To load an HTML file into a Document
object in LangChain, we can use the UnstructuredHTMLLoader
:
from langchain.document_loaders import UnstructuredHTMLLoader
loader = UnstructuredHTMLLoader("example_data/fake-content.html")
data = loader.load()
print(data)
This will extract the main textual content from the HTML, cleaning up any markup, and store it in the page_content
field of the Document
. The source path will be stored in metadata
.
[Document(page_content='My First Heading\n\nMy first paragraph.',
metadata={'source': 'example_data/fake-content.html'})]

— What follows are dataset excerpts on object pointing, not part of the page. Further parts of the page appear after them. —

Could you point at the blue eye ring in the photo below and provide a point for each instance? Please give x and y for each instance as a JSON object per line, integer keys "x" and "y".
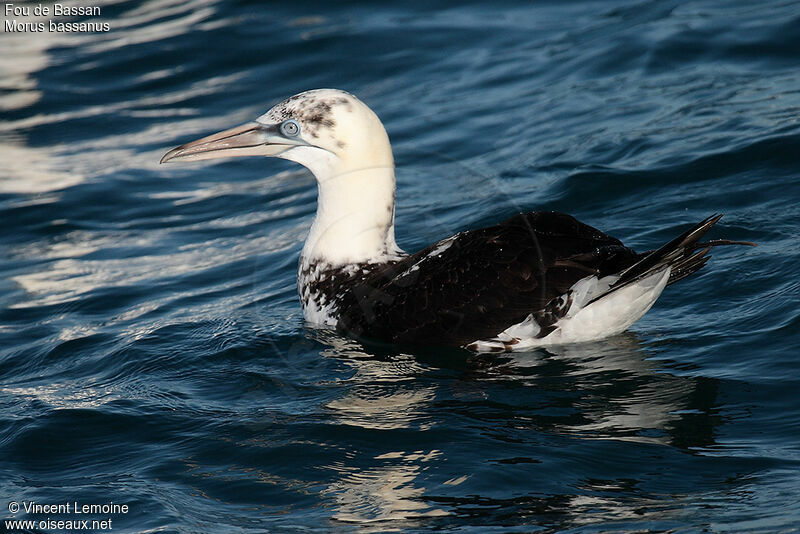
{"x": 290, "y": 128}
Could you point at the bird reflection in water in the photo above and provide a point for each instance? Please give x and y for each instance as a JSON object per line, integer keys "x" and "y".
{"x": 435, "y": 406}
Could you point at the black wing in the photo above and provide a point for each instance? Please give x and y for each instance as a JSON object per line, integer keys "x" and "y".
{"x": 478, "y": 283}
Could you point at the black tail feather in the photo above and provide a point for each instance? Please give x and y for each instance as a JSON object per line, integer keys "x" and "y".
{"x": 684, "y": 255}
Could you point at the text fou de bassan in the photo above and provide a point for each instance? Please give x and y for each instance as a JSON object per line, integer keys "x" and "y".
{"x": 15, "y": 15}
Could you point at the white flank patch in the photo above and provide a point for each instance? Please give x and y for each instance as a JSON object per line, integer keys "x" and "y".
{"x": 606, "y": 317}
{"x": 321, "y": 315}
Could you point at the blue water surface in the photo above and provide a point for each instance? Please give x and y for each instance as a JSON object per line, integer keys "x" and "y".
{"x": 152, "y": 348}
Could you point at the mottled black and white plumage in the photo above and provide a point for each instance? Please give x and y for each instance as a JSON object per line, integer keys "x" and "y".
{"x": 534, "y": 279}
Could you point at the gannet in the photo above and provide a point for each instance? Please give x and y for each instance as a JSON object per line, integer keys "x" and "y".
{"x": 538, "y": 278}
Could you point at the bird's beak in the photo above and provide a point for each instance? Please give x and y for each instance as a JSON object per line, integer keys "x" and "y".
{"x": 251, "y": 139}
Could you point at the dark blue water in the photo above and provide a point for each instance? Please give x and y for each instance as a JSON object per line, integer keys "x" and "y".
{"x": 152, "y": 349}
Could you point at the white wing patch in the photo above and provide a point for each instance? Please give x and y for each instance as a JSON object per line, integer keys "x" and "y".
{"x": 606, "y": 317}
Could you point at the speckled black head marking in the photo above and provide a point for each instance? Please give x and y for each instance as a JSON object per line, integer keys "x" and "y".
{"x": 314, "y": 112}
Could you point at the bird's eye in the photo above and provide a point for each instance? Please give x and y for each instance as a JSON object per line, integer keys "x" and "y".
{"x": 290, "y": 128}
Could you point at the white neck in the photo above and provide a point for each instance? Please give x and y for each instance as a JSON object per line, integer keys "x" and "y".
{"x": 355, "y": 212}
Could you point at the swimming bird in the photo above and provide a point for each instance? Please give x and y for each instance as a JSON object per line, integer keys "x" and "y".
{"x": 538, "y": 278}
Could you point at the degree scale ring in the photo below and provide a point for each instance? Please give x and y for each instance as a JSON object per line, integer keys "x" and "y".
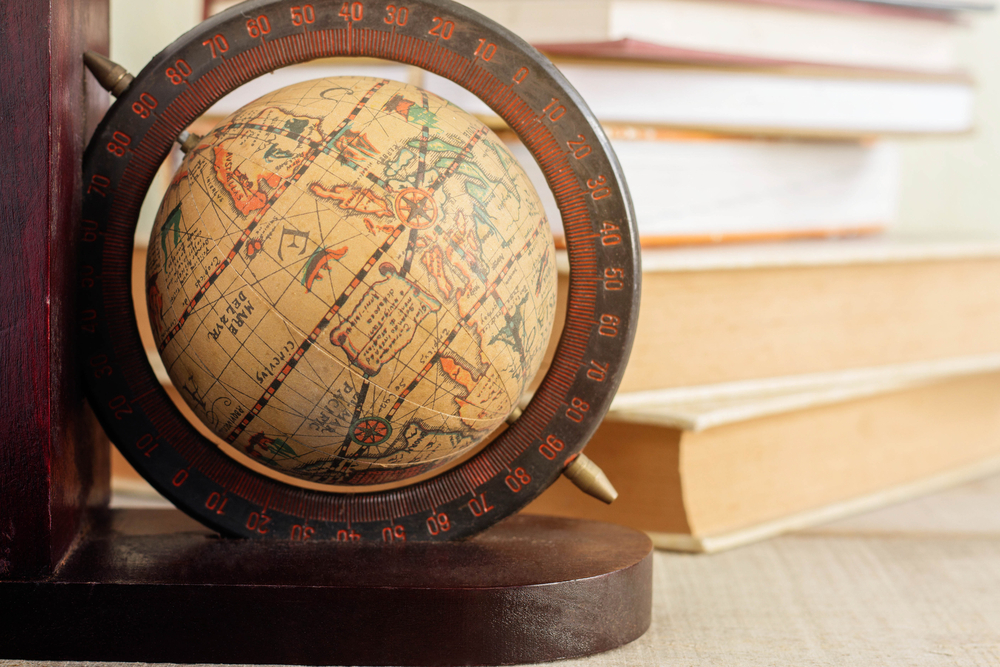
{"x": 558, "y": 129}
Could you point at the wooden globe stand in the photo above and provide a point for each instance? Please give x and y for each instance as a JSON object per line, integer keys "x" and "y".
{"x": 94, "y": 584}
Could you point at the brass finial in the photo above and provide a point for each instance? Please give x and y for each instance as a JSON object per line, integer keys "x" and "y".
{"x": 590, "y": 479}
{"x": 112, "y": 76}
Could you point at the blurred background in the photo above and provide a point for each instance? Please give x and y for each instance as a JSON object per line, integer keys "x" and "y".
{"x": 947, "y": 183}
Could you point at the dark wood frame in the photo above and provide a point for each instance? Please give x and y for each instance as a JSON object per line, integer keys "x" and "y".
{"x": 53, "y": 456}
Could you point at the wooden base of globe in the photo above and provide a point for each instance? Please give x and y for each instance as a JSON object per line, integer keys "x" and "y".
{"x": 153, "y": 585}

Loading HTML with BeautifulSoup
We can also use the popular BeautifulSoup library to parse and load HTML through the BSHTMLLoader
:
from langchain.document_loaders import BSHTMLLoader
loader = BSHTMLLoader("example_data/fake-content.html")
data = loader.load()
print(data)
This will extract the text content like the UnstructuredHTMLLoader
, but also parse out the title of the HTML page and store it in the metadata
:
[Document(page_content='\n\nTest Title\n\n\nMy First Heading\nMy first paragraph.\n\n\n',
metadata={'source': 'example_data/fake-content.html',
'title': 'Test Title'})]
The BSHTMLLoader
provides more control over parsing and extracting content from complex HTML documents.
Loading Markdown
Markdown is a popular lightweight markup language used for formatting plain text documents.

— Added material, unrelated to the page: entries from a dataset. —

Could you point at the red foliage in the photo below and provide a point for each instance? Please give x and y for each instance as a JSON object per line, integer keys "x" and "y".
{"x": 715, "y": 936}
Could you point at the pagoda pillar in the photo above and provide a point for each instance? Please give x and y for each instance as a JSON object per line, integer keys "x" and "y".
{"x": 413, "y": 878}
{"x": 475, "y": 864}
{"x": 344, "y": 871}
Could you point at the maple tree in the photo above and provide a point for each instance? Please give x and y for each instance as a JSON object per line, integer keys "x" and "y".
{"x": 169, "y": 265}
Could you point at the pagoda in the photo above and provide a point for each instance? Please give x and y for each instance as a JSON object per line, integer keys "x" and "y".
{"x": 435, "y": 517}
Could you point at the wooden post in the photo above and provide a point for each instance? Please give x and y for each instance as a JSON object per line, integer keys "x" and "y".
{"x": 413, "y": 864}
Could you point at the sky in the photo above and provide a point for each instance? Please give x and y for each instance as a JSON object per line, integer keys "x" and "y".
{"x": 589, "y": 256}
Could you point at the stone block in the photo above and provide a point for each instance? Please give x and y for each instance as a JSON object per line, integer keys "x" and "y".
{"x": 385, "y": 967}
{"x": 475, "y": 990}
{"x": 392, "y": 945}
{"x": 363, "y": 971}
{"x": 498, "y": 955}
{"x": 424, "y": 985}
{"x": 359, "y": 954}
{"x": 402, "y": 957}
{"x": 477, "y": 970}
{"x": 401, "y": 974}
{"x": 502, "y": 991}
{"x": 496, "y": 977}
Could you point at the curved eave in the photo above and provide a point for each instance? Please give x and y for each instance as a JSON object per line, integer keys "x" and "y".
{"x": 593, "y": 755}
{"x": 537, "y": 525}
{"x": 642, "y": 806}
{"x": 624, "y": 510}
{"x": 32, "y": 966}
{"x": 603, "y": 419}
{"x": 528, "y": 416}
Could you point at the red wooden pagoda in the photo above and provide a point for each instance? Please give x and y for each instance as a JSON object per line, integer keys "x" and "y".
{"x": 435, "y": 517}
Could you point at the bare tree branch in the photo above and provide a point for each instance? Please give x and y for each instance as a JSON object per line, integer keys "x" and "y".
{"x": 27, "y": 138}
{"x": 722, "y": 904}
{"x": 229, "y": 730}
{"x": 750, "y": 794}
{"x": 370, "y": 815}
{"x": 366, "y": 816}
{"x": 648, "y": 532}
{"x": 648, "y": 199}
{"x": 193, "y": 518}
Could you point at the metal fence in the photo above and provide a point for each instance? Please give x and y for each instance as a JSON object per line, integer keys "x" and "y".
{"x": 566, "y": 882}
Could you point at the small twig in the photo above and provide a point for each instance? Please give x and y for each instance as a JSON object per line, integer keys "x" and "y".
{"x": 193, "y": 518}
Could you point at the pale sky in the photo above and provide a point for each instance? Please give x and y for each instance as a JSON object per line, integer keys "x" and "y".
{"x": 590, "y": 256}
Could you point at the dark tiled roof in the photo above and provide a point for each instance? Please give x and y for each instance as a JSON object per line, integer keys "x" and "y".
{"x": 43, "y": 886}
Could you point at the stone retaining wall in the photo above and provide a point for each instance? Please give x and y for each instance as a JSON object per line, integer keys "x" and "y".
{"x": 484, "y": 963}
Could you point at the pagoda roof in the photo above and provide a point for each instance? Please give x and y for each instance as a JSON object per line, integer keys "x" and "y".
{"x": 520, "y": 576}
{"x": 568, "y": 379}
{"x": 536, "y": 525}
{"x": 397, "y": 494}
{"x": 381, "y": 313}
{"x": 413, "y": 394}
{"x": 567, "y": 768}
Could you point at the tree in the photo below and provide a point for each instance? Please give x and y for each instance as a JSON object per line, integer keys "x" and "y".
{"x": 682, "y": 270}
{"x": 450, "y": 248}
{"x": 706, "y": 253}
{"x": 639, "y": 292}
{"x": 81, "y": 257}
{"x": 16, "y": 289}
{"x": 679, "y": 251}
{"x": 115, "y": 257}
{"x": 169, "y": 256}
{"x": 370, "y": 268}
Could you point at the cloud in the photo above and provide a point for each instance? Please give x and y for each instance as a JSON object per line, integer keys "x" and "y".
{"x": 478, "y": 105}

To load a Markdown document, we can use the UnstructuredMarkdownLoader
:
from langchain.document_loaders import UnstructuredMarkdownLoader
markdown_path = "document.md"
loader = UnstructuredMarkdownLoader(markdown_path)
data = loader.load()
print(data)
This will extract all the text content, excluding any Markdown syntax, into the page_content
field of the Document
.
In addition to plain text content, the loader can also retain some structure from the original Markdown document:
loader = UnstructuredMarkdownLoader(markdown_path, mode="elements")
data = loader.load()
print(data[0])
Document(page_content='# My Document Title',
metadata={'source': 'document.md',
'page_number': 1,
'category': 'Title'})
This allows accessing elements like headings, lists, etc separately for further processing.
Loading PDFs
PDF (Portable Document Format) is a common format for distributing documents digitally.

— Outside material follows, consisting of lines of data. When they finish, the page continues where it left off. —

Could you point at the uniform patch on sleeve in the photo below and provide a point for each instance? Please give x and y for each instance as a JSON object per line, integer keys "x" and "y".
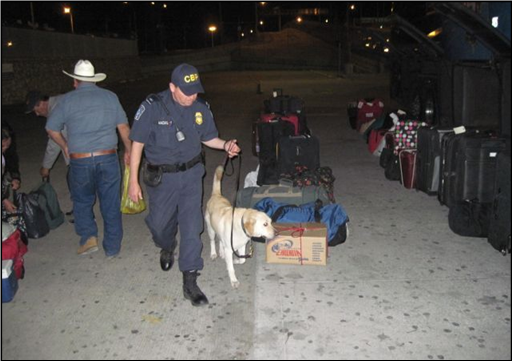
{"x": 139, "y": 113}
{"x": 199, "y": 118}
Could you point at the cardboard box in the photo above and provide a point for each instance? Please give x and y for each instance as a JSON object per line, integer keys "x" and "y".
{"x": 298, "y": 244}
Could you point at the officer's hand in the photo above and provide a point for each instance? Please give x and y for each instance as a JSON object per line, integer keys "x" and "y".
{"x": 9, "y": 206}
{"x": 232, "y": 148}
{"x": 66, "y": 152}
{"x": 45, "y": 172}
{"x": 16, "y": 184}
{"x": 126, "y": 157}
{"x": 134, "y": 192}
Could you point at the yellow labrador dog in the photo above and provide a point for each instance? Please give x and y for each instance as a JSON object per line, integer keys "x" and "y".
{"x": 247, "y": 223}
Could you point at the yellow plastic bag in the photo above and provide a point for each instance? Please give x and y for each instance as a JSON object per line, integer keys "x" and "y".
{"x": 127, "y": 205}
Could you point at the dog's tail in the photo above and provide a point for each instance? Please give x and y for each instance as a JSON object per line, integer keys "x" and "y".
{"x": 216, "y": 179}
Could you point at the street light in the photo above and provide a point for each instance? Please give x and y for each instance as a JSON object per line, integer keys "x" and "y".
{"x": 67, "y": 10}
{"x": 212, "y": 29}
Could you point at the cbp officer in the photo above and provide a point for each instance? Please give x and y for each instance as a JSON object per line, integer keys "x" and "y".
{"x": 170, "y": 127}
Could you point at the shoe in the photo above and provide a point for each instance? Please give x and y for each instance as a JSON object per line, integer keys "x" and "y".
{"x": 191, "y": 290}
{"x": 166, "y": 260}
{"x": 89, "y": 247}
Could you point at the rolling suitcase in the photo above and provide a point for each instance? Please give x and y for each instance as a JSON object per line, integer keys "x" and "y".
{"x": 407, "y": 159}
{"x": 368, "y": 110}
{"x": 268, "y": 137}
{"x": 499, "y": 227}
{"x": 469, "y": 170}
{"x": 298, "y": 151}
{"x": 428, "y": 158}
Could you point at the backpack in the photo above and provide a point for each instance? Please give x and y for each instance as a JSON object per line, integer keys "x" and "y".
{"x": 33, "y": 215}
{"x": 49, "y": 203}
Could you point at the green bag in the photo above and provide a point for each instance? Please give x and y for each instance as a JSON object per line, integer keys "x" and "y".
{"x": 127, "y": 205}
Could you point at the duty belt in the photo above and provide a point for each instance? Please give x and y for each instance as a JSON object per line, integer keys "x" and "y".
{"x": 178, "y": 167}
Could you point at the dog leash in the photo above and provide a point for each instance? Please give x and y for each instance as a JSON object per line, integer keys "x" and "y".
{"x": 230, "y": 160}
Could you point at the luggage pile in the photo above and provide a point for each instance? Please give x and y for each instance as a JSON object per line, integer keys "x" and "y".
{"x": 292, "y": 187}
{"x": 467, "y": 168}
{"x": 282, "y": 139}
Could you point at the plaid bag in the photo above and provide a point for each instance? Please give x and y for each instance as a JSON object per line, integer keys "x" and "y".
{"x": 406, "y": 134}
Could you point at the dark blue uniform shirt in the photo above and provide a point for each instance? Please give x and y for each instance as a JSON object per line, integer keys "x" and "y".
{"x": 156, "y": 129}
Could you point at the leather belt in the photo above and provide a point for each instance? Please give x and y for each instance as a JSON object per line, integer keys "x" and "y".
{"x": 178, "y": 167}
{"x": 92, "y": 154}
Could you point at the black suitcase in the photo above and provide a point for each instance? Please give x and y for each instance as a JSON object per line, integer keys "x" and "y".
{"x": 428, "y": 158}
{"x": 469, "y": 168}
{"x": 298, "y": 151}
{"x": 499, "y": 227}
{"x": 268, "y": 137}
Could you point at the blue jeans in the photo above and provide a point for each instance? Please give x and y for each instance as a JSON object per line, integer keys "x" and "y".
{"x": 100, "y": 176}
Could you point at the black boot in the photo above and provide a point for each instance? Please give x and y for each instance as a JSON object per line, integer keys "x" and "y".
{"x": 191, "y": 290}
{"x": 166, "y": 260}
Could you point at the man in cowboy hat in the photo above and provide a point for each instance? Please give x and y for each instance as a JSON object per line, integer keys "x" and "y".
{"x": 92, "y": 115}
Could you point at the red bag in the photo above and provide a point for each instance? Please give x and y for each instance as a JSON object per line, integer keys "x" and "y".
{"x": 14, "y": 248}
{"x": 375, "y": 139}
{"x": 368, "y": 110}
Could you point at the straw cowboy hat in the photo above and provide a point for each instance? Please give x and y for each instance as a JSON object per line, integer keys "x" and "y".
{"x": 84, "y": 71}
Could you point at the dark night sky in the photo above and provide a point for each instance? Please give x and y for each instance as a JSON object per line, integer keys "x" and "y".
{"x": 182, "y": 25}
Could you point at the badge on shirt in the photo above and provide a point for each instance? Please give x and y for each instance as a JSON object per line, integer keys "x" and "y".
{"x": 139, "y": 113}
{"x": 199, "y": 118}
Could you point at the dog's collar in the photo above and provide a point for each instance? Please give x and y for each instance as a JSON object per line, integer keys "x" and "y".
{"x": 243, "y": 227}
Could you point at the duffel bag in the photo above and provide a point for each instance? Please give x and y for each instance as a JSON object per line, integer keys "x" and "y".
{"x": 248, "y": 197}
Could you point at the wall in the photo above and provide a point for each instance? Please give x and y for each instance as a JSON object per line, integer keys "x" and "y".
{"x": 36, "y": 60}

To load a PDF file, we can use the PDFLoader
:
from langchain.document_loaders import PDFLoader
loader = PDFLoader("paper.pdf")
data = loader.load()
print(data[0])
Document(page_content='Deep learning (DL) has become ubiquitous for document image analysis (DIA) in recent years. However, none of them are optimized for challenges in the domain of DIA. This represents a major gap in the existing toolkit, as DIA is central to academic research across a wide range of disciplines in the social sciences and humanities. This paper introduces LayoutParser, an open-source library for streamlining the usage of DL in DIA research and applications. The core LayoutParser library comes with a set of simple and intuitive interfaces for applying and customizing DL models for layout detection, character recognition, and many other document processing tasks. To promote extensibility, LayoutParser also incorporates a community platform for sharing both pre-trained models and full document digitization pipelines. We demonstrate that LayoutParser is helpful for both lightweight and large-scale digitization pipelines in real-word use cases. The library is publicly available at https://layout-parser.github.io.',
metadata={'source': 'example_data/layout-parser-paper.pdf',
'page_number': 1,
'total_pages': 16})
This extracts the text content from each page into separate Document
objects. Metadata like page number is also stored.
Conclusion
LangChain provides simple utilities like UnstructuredHTMLLoader
, BSHTMLLoader
, UnstructuredMarkdownLoader
, PDFLoader
to load HTML, Markdown, PDFs, and other text-based documents into a common Document
format for downstream NLP tasks. The loaders provide options to retain structure and metadata from the original documents when needed.